Page 31 of In Shining Armor
The Pitfall of Perfect Logic
It had made perfect sense at the time.
Dieter Schwarz was one of the very few commandos in the Swiss Army, a member of a special services unit called the Army Reconnaissance Detachment Ten in English. ARD-10 is the equivalent of the Navy SEALs or the British SAS, a military unit that uses special weapons and tactics and is less restrained by ethics or conventional warfare, except for the mandate to maintain Switzerland’s absolute neutrality in all global conflicts. Considering that their primary mission was to rescue kidnapped Swiss citizens around the world, a better analogy might be the FBI’s Hostage Rescue Team.
Wulfram and Dieter had met in the Swiss Army because, like many of the four thousand or so regulars who had made the Swiss military their career, Dieter rotated between training the annual batch of cannon fodder,er,conscripts, and his own career. Wulfram Hannover had been in Dieter’s weapons class his first year and already highly skilled with a rifle.
When Wulf had stayed in the military for an extra year past his obligation, Dieter recruited him as a sniper for ARD-10.
Thus, Dieter Schwarz was highly trained with many weapons, frighteningly skilled at hand-to-hand combat, and could plan a military maneuver with the best tacticians in the world.
After Dieter and Wulf mustered out of the Swiss Army the same year, Wulf hired Dieter to head his security team, of course. Wulf would have been mad to pass up such a highly trained commando to head his security team, a force he knew would only grow over the years.
It made sense that, when Wulf moved to the UK for graduate school at the London School of Economics, Dieter went with him, and the two bachelors lived in Wulf’s apartment at Kensington Palace to oversee Wulf’s personal protection. Because the royal palace had security measures already in place, Dieter began coursework toward degrees in political science, wartime tactics, and business management while he was there. Wulfram always encouraged his people to better themselves and move on, even back then, when Wulfram was twenty-two and Dieter, twenty-three years old.
When Wulf’s younger sister Flicka graduated from Le Rosey, it was obvious that she should come live with them at Kensington Palace and continue her music education at the Royal College of Music, which was literally around the corner from Kensington Palace.
Wulfram graduated with his doctorate in economics and secured a professorship at the University of Chicago, and it was logical that he must go. Chicago produced most of the winners of the Nobel Prize in Economics. Wulf was on track to become a Nobel laureate early in his career.
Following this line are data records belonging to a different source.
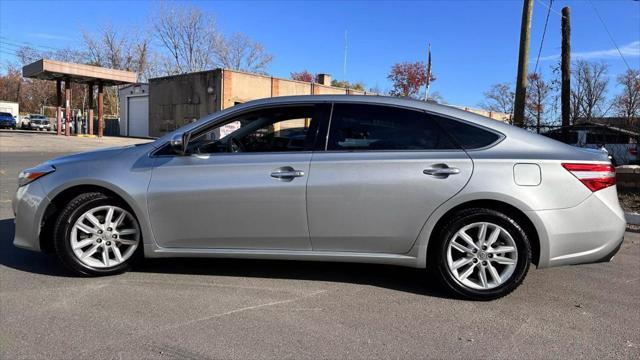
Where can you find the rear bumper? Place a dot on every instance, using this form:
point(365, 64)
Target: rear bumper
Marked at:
point(587, 233)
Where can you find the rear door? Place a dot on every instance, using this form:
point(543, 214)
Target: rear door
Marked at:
point(386, 169)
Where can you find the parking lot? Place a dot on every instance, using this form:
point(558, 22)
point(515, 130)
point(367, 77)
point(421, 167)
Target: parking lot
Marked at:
point(210, 308)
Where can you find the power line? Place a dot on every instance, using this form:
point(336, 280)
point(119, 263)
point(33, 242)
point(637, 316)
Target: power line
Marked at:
point(544, 32)
point(609, 33)
point(550, 8)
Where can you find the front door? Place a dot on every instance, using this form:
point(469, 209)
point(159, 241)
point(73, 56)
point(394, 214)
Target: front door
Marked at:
point(243, 186)
point(384, 172)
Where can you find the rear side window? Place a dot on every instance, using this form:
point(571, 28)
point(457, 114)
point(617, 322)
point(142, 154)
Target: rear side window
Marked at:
point(468, 136)
point(374, 127)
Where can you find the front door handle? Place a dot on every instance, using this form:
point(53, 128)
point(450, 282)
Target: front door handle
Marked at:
point(441, 170)
point(286, 173)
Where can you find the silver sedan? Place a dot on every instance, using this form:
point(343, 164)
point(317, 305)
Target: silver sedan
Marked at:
point(332, 178)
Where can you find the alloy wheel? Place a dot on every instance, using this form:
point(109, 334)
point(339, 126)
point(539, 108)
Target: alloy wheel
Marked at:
point(482, 255)
point(104, 236)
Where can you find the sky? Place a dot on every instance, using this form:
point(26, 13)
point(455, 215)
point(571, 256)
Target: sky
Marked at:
point(474, 43)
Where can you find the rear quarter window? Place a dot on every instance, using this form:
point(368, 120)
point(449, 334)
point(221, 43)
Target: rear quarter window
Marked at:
point(469, 137)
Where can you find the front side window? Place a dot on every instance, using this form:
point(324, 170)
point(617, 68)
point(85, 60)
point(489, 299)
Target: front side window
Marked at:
point(283, 129)
point(374, 127)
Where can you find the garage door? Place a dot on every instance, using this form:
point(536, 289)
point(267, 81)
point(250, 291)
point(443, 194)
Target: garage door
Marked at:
point(138, 115)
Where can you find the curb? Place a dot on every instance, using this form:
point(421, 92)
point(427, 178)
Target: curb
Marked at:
point(632, 218)
point(20, 131)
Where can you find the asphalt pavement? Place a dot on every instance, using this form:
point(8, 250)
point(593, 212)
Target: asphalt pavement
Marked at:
point(246, 309)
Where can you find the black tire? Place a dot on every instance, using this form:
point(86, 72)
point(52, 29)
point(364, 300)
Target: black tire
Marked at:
point(62, 232)
point(438, 253)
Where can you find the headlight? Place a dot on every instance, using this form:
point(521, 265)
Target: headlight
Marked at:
point(29, 175)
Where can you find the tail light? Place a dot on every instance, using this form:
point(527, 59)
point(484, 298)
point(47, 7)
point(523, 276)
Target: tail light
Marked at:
point(594, 176)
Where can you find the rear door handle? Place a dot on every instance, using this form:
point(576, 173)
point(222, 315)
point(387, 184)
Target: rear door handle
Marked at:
point(443, 171)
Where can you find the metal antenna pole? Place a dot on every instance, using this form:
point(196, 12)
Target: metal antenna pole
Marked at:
point(428, 84)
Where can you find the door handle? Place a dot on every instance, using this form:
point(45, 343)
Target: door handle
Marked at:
point(442, 170)
point(288, 174)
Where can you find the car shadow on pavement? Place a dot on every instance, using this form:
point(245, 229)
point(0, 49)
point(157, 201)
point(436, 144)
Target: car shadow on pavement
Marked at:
point(416, 281)
point(24, 260)
point(392, 277)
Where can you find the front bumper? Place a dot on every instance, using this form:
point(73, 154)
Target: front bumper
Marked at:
point(29, 204)
point(591, 232)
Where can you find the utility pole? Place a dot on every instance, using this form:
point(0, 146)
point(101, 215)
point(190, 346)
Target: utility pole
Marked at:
point(426, 93)
point(565, 67)
point(344, 66)
point(523, 59)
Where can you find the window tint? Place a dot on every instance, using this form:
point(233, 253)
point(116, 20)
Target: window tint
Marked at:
point(269, 130)
point(372, 127)
point(468, 136)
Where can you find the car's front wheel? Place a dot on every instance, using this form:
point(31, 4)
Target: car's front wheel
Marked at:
point(483, 254)
point(96, 234)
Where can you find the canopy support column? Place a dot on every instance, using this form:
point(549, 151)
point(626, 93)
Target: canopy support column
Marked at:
point(67, 96)
point(90, 115)
point(59, 107)
point(100, 109)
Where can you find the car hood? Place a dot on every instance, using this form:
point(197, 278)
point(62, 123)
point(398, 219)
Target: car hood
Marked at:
point(94, 155)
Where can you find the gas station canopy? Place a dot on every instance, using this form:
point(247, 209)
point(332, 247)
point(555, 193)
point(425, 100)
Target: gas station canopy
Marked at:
point(45, 69)
point(59, 71)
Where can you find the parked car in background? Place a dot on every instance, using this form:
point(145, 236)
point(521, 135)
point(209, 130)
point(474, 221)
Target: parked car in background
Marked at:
point(620, 144)
point(36, 122)
point(7, 120)
point(332, 178)
point(63, 123)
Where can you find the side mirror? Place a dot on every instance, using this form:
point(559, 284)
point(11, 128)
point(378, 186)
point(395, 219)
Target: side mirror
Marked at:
point(178, 144)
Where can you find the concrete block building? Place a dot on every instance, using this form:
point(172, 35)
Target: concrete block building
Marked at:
point(180, 99)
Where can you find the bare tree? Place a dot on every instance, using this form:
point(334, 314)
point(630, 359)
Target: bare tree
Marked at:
point(188, 37)
point(538, 92)
point(499, 98)
point(123, 51)
point(627, 103)
point(407, 78)
point(239, 52)
point(588, 94)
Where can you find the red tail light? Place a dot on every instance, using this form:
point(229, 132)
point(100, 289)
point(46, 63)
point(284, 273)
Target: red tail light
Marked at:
point(594, 176)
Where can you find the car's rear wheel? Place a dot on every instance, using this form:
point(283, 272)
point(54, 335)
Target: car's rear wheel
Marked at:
point(483, 254)
point(97, 235)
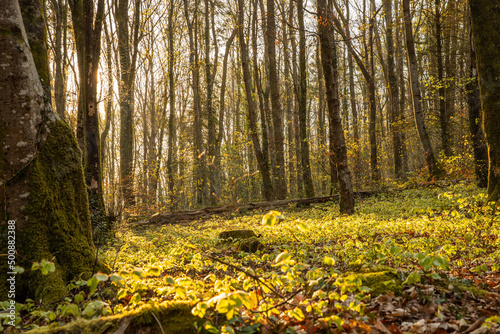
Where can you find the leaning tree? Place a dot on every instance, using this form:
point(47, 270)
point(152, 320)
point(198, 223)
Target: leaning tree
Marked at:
point(485, 18)
point(41, 175)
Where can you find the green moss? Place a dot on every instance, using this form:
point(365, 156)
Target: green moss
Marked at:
point(469, 288)
point(250, 245)
point(174, 317)
point(58, 227)
point(376, 280)
point(228, 236)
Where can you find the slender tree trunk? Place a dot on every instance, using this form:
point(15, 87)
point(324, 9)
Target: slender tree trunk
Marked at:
point(60, 10)
point(252, 116)
point(44, 194)
point(34, 22)
point(324, 151)
point(172, 135)
point(217, 161)
point(476, 120)
point(263, 103)
point(354, 109)
point(296, 127)
point(375, 169)
point(394, 93)
point(416, 96)
point(288, 84)
point(370, 83)
point(199, 153)
point(443, 114)
point(329, 58)
point(126, 92)
point(485, 17)
point(304, 141)
point(401, 83)
point(210, 74)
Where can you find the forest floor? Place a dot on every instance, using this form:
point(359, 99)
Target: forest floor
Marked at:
point(418, 261)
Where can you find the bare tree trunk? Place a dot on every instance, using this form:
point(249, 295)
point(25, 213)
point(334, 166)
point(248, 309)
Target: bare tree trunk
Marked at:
point(60, 10)
point(394, 93)
point(476, 120)
point(34, 22)
point(217, 161)
point(199, 152)
point(42, 177)
point(375, 169)
point(329, 58)
point(263, 103)
point(443, 114)
point(172, 135)
point(292, 183)
point(485, 18)
point(296, 126)
point(304, 141)
point(354, 109)
point(252, 117)
point(370, 83)
point(127, 76)
point(416, 96)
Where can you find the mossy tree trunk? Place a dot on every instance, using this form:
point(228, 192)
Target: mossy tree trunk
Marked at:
point(416, 94)
point(329, 59)
point(41, 174)
point(485, 18)
point(252, 114)
point(127, 50)
point(475, 120)
point(34, 23)
point(88, 53)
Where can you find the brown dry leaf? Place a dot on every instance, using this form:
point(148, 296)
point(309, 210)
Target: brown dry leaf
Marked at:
point(394, 329)
point(381, 327)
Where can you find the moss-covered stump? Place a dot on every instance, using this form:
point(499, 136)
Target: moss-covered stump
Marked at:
point(231, 236)
point(380, 282)
point(245, 240)
point(250, 245)
point(168, 318)
point(58, 226)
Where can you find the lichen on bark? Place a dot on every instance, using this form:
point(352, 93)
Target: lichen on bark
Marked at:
point(58, 226)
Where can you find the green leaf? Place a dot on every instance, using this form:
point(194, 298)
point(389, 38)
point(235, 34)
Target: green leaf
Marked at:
point(271, 217)
point(153, 271)
point(329, 261)
point(302, 226)
point(92, 283)
point(122, 293)
point(79, 298)
point(169, 280)
point(414, 277)
point(136, 298)
point(101, 277)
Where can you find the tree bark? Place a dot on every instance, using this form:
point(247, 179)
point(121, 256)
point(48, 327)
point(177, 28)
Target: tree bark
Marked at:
point(128, 58)
point(199, 157)
point(329, 58)
point(44, 193)
point(485, 17)
point(476, 120)
point(60, 10)
point(415, 91)
point(252, 116)
point(172, 133)
point(443, 113)
point(304, 140)
point(393, 93)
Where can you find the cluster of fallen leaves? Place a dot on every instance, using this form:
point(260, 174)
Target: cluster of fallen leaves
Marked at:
point(441, 222)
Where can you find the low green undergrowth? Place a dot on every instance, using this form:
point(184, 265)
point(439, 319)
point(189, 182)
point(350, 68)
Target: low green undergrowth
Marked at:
point(316, 271)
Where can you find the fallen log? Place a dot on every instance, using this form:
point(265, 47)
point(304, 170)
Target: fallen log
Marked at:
point(176, 217)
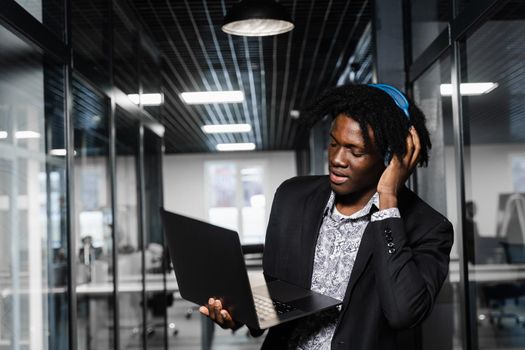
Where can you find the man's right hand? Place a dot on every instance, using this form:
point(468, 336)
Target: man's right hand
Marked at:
point(219, 315)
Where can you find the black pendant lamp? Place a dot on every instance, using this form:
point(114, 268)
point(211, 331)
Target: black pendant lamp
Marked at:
point(257, 18)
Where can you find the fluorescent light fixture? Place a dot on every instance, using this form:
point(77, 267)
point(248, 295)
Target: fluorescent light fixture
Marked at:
point(58, 152)
point(23, 134)
point(27, 134)
point(146, 99)
point(235, 146)
point(468, 89)
point(219, 128)
point(203, 97)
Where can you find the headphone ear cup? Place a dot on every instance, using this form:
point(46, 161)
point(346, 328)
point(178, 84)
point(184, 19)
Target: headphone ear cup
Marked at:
point(388, 157)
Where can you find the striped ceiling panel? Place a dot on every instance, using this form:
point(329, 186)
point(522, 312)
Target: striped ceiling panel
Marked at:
point(277, 74)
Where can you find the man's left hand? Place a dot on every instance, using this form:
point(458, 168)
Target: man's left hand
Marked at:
point(398, 171)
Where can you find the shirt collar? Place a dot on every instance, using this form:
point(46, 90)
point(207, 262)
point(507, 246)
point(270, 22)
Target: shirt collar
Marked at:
point(371, 206)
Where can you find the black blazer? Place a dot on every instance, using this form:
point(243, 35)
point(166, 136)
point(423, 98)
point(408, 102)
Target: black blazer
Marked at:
point(389, 293)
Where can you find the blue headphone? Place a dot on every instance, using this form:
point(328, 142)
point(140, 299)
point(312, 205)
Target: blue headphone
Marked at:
point(400, 100)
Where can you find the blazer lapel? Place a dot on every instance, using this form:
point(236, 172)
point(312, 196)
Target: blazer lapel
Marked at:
point(363, 256)
point(312, 220)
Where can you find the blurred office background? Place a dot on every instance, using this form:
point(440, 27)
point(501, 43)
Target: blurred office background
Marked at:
point(95, 138)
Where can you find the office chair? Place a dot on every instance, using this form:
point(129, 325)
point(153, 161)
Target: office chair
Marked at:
point(497, 295)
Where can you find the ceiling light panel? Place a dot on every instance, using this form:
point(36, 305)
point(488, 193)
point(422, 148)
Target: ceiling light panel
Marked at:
point(225, 147)
point(468, 89)
point(225, 128)
point(205, 97)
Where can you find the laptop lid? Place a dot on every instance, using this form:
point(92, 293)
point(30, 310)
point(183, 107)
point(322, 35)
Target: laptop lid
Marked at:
point(208, 262)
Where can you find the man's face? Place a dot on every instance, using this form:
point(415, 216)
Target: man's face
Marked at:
point(353, 168)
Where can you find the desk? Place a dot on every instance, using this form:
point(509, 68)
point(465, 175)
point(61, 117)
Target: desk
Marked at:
point(488, 272)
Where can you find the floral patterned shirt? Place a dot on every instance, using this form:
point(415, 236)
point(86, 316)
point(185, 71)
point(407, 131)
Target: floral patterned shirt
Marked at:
point(335, 253)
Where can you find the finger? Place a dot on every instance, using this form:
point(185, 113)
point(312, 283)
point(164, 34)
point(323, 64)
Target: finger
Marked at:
point(217, 309)
point(410, 149)
point(228, 321)
point(204, 310)
point(417, 146)
point(211, 308)
point(219, 318)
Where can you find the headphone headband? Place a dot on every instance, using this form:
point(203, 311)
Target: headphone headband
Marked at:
point(398, 97)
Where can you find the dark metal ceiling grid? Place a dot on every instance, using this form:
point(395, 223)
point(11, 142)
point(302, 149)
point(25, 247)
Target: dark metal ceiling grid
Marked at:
point(277, 74)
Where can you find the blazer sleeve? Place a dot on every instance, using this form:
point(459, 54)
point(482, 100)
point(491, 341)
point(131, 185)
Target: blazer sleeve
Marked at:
point(409, 277)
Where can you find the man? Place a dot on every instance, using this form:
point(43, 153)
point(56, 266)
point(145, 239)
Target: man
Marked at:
point(358, 234)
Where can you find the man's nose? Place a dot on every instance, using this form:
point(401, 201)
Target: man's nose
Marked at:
point(337, 158)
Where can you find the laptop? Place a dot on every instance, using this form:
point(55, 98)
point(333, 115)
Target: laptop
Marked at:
point(209, 262)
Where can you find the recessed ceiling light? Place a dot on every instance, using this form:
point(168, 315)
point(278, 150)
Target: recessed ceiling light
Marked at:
point(146, 99)
point(468, 89)
point(26, 134)
point(220, 128)
point(235, 146)
point(257, 18)
point(22, 134)
point(295, 114)
point(58, 152)
point(202, 97)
However, Flicka was a sophomore at the Royal College at the time, doing stellar work on her piano, and Dieter had been accepted to the M.B.A. program at the London Business School.
Thus, it made perfect sense that Wulfram’s Head of Security would continue to provide personal protection for Wulfram’s sister while she finished college, and so did he.
Dieter was practically an uncle to Flicka.
When Wulfram left for Chicago that final time that summer, amid the hearty handshakes and bluster about seeing each other soon, neither he nor Dieter noticed the spark of mischief in Flicka’s emerald green eyes.